Ses conclusions ont mené en 1997 à de nouvelles restrictions en vertu de la Loi sur l’assainissement de l’air pour les particules fines, les minuscules morceaux de suie, la poussière, le carbone et d’autres polluants qui sont inhalés profondément dans les poumons, causant potentiellement l’asthme, le cancer du poumon et autres conditions de santé. D’ici 2020, ces règles devraient avoir permis d’éviter plus de 230 000 décès prématurés.

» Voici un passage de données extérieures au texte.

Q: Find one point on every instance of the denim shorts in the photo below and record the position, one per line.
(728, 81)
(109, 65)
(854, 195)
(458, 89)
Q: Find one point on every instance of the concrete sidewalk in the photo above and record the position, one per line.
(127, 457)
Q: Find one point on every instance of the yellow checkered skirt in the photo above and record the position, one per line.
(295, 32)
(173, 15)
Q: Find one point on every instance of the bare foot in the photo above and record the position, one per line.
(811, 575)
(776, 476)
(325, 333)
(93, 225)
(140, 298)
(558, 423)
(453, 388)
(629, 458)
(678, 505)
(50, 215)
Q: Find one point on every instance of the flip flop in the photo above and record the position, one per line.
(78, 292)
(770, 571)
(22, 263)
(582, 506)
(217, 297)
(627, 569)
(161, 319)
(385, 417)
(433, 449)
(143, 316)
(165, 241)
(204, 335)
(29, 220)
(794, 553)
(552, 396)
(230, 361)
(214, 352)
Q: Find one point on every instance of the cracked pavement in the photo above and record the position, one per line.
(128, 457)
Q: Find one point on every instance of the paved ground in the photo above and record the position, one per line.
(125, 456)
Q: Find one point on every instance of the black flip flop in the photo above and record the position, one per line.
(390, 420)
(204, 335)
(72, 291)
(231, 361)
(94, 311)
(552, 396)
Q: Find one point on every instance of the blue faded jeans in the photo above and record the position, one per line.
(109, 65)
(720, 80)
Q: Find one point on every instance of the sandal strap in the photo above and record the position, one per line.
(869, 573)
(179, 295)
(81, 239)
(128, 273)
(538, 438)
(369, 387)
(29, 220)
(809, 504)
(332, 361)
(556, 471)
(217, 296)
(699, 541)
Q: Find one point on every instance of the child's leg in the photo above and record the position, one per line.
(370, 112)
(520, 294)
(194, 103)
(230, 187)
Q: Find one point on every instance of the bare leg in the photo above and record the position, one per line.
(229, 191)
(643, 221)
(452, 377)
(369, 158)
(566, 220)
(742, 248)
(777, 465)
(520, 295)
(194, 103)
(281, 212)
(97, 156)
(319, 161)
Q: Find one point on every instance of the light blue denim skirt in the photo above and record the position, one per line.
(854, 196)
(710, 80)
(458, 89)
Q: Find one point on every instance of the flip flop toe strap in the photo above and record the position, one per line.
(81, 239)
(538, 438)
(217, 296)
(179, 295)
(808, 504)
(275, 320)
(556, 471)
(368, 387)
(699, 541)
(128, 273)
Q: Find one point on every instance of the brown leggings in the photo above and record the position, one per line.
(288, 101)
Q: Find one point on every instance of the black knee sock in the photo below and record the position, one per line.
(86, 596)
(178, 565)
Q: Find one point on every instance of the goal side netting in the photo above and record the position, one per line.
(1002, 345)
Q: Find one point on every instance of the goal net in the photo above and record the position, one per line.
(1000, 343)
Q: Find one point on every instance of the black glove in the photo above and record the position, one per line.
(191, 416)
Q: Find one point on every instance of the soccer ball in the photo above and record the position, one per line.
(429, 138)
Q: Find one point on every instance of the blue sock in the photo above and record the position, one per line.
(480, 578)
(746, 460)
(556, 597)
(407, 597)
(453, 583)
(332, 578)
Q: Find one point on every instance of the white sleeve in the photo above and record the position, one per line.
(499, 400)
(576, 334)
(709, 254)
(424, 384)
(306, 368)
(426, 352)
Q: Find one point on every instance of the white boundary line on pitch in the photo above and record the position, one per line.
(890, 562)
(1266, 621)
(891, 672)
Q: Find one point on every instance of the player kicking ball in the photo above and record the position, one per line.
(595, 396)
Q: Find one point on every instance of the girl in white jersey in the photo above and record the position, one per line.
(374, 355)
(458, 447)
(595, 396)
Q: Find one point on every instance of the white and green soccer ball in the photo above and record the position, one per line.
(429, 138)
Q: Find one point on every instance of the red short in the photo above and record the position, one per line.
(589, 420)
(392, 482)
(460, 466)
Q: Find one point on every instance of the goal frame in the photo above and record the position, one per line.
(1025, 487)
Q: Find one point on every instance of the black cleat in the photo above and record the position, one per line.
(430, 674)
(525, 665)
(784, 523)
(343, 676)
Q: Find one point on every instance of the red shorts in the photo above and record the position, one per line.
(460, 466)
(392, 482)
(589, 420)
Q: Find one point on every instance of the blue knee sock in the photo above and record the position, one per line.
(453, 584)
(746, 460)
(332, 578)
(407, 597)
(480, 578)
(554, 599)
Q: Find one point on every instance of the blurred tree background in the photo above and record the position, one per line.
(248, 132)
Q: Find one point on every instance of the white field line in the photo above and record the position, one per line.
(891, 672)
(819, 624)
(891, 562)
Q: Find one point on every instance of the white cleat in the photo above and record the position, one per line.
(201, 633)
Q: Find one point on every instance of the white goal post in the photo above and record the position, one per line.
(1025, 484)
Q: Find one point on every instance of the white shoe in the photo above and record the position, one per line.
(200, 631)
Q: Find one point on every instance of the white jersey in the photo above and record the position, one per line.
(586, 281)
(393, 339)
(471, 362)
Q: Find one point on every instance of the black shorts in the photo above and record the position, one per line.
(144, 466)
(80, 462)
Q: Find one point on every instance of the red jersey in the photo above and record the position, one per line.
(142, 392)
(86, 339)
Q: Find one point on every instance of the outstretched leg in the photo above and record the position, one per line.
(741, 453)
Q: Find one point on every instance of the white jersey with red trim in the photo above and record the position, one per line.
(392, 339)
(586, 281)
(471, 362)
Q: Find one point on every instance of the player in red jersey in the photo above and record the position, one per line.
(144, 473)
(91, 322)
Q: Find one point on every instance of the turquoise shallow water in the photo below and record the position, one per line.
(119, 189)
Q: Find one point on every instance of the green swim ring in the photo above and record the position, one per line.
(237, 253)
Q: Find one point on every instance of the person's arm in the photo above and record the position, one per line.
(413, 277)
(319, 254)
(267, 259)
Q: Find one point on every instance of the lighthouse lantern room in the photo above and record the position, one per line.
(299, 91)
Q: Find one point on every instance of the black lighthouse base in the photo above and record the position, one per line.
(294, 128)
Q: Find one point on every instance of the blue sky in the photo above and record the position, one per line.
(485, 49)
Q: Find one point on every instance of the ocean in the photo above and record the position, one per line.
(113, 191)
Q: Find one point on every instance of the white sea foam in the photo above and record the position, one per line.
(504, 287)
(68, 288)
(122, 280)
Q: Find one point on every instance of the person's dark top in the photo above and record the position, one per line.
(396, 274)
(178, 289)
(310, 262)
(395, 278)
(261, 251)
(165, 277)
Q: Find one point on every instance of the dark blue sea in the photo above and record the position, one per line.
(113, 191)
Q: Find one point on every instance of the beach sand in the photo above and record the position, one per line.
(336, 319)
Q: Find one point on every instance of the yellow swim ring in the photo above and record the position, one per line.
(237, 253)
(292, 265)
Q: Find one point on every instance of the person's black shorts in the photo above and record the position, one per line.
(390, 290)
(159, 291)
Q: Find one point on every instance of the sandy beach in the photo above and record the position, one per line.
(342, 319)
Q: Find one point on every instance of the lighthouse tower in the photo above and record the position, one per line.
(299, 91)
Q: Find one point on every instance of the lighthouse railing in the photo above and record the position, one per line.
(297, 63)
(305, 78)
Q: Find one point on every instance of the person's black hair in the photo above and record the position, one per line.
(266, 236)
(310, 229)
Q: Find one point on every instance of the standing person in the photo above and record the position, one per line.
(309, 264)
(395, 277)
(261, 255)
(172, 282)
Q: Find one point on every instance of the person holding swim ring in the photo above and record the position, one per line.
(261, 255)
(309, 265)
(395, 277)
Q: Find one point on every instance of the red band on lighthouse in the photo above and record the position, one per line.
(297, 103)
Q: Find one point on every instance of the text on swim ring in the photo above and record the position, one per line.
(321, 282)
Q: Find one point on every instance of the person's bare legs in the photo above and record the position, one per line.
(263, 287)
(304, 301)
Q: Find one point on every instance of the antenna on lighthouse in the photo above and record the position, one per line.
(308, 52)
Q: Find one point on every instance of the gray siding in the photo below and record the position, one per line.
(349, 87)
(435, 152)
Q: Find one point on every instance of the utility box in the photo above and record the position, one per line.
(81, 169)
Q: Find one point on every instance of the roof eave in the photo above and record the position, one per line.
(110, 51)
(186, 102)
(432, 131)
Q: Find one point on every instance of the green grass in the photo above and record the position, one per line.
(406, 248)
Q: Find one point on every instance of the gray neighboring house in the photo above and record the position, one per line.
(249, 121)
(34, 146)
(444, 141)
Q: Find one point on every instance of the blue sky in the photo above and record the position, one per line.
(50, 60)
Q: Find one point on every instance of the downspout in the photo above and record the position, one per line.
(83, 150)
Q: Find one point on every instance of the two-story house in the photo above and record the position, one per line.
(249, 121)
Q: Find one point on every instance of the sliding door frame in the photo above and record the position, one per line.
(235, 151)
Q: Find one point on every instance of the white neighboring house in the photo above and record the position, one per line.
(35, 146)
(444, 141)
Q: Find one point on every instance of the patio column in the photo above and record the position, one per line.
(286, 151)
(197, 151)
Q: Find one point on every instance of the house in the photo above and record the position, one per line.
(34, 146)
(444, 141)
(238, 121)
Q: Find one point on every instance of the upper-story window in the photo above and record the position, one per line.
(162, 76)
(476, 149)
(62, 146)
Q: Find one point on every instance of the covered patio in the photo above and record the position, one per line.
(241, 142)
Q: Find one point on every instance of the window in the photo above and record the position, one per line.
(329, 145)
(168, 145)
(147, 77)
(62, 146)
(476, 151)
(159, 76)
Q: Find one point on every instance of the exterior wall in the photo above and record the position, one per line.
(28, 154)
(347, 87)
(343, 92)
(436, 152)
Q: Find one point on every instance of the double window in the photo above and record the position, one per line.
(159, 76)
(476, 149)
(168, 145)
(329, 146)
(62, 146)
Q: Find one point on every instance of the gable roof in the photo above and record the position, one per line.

Un point de vue général au niveau des chercheurs

Centrale nucléaire

Les scientifiques disent que l’administration entrave leur capacité à faire d’importantes recherches. Ce plan s’inscrit dans le cadre d’autres efforts que les détracteurs considèrent comme une attaque contre la science, comme la suppression de l’information sur les changements climatiques sur les sites Web du gouvernement, les restrictions quant à la composition des conseils consultatifs de l’EPA et une proposition visant à cibler plus étroitement les examens de sécurité des produits chimiques.

« En s’attaquant à la science qui parle d’effets néfastes sur la santé, l’administration espère permettre la déréglementation tout en prétendant qu’ils ne nuisent pas aux gens « , a déclaré Francesca Dominici, professeure de biostatistique à la T.H. Chan School of Public Health de Harvard.

L’ampleur et la portée des changements proposés ont été saluées par certains dans l’industrie et l’agriculture pour avoir assoupli les restrictions et donné plus de souplesse aux États. Mais ces changements frustrent les défenseurs de la santé publique et de la santé environnementale.

« Nous aimerions aller de l’avant plutôt que de lutter contre ce genre de recul « , a déclaré Janice Nolen, vice-présidente adjointe à la politique nationale de l’American Lung Association.